Comment l’amour se joue toujours de nous...

L’écriture à quatre mains de cette comédie est fluide, drôle et proche du langage quotidien. Provenant d’horizons différents, les auteurs, Jean Dell (comédien) et Gérald Sibleyras (scénariste) se complètent efficacement. Ils se sont rencontrés à France Inter où ils écrivaient des sketches politiques, avant de se tourner vers le théâtre. C’est lors d’une mise en scène au Splendid que leur est venue l’idée d’écrire « Un petit jeu … » au vu de la jalousie que certains entretenaient à l’égard de leur duo complice. La pièce a obtenu le Molière 2003 du meilleur spectacle, et l’année suivante, Bernard Rapp en réalisa une adaptation cinématographique, avec Yvan Attal et Sandrine Kiberlain.

Le soir commence à tomber dans la cour du château du Karreveld quand la résonance des instruments d’un orchestre qui s’accorde s’y fait entendre. Le ton de la pièce est donné.
Comme un écho à la brève mélodie chaotique, les personnages instrumentant dans cette fugue (dé)concertante, tentent de se mettre au diapason pour jouer l’amour à l’unisson : tout un programme !

Depuis 12 ans, Claire et Bruno forme un couple uni, bien rangé (pour ne pas dire institutionnalisé) qui force l’admiration de leurs proches. Du moins jusqu’à ce buffet d’anniversaire dans la demeure familiale, auquel ce « tandem gagnant » et leurs amis sont conviés. Lassée de représenter le couple idéal embourgeoisé, Claire va en effet convaincre Bruno d’annoncer leur séparation. Comme ça, sur un coup de tête, juste pour voir…
La fausse confidence passe évidemment entre les mailles de la discrétion des amis. La trame file et s’emmêle bien vite dans un détricotage relationnel. Les langues se délient, les aveux fusent, les masques tombent.

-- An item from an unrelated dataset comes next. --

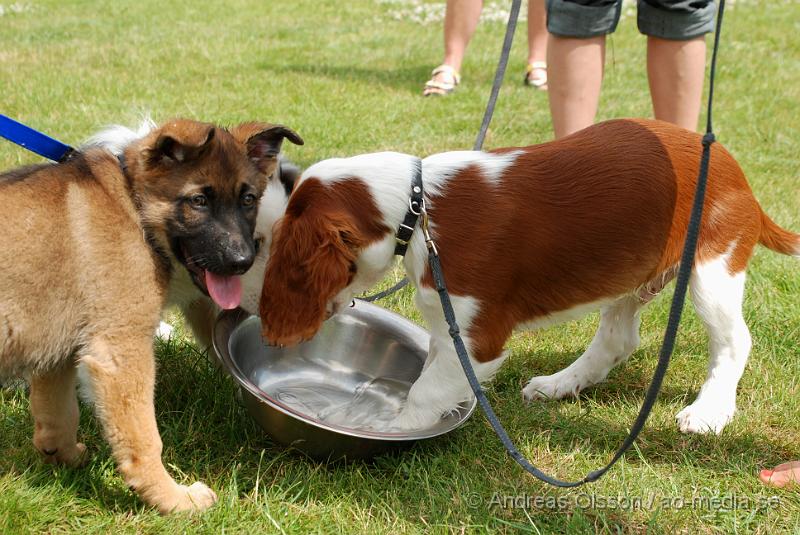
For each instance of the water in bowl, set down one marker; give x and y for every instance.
(371, 405)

Pierre Pigeolet donne ici une interprétation fine et très juste d’un Bruno heureux et naïvement amoureux. Du respect à la tendresse, en passant par l’humour, le jeu sobre et néanmoins piquant qu’il distille est porteur d’une grande force tranquille. Delphine Ysaye offre à Claire une dimension complète, entre puissance et fragilité. C’est Angélique Leleux qui incarne Axelle, l’amie tout à la fois nunuche, gnan-gnan et bêbête. Dans le rôle de Serge, Bernard d’Oultremont développe avec ruse l’assurance d’un dragueur trop sûr de lui. Quant au cousin parasite, Patrick, il est incarné par un Jean-Paul Clerbois aussi collant que sympathique. Les comédiens évoluent dans une mise en scène découpée, lisible, sans fioritures qui trouvera son plein potentiel au fil des représentations.

D’accords en désaccords, les duos, trios, quatuors vivent de vraies fausses notes, entre le grave et l’aigu. Ah, l’Amour ! fa-si-la dire mais pas à vivre…
Si ce refrain vous titille les oreilles, allez écoutez la pièce, construite comme du papier à musique. Elle enrichira votre répertoire, en fredonnant une mélodie aux rythmes variés. Une musique estivale à la portée de chacun d’entre-nous.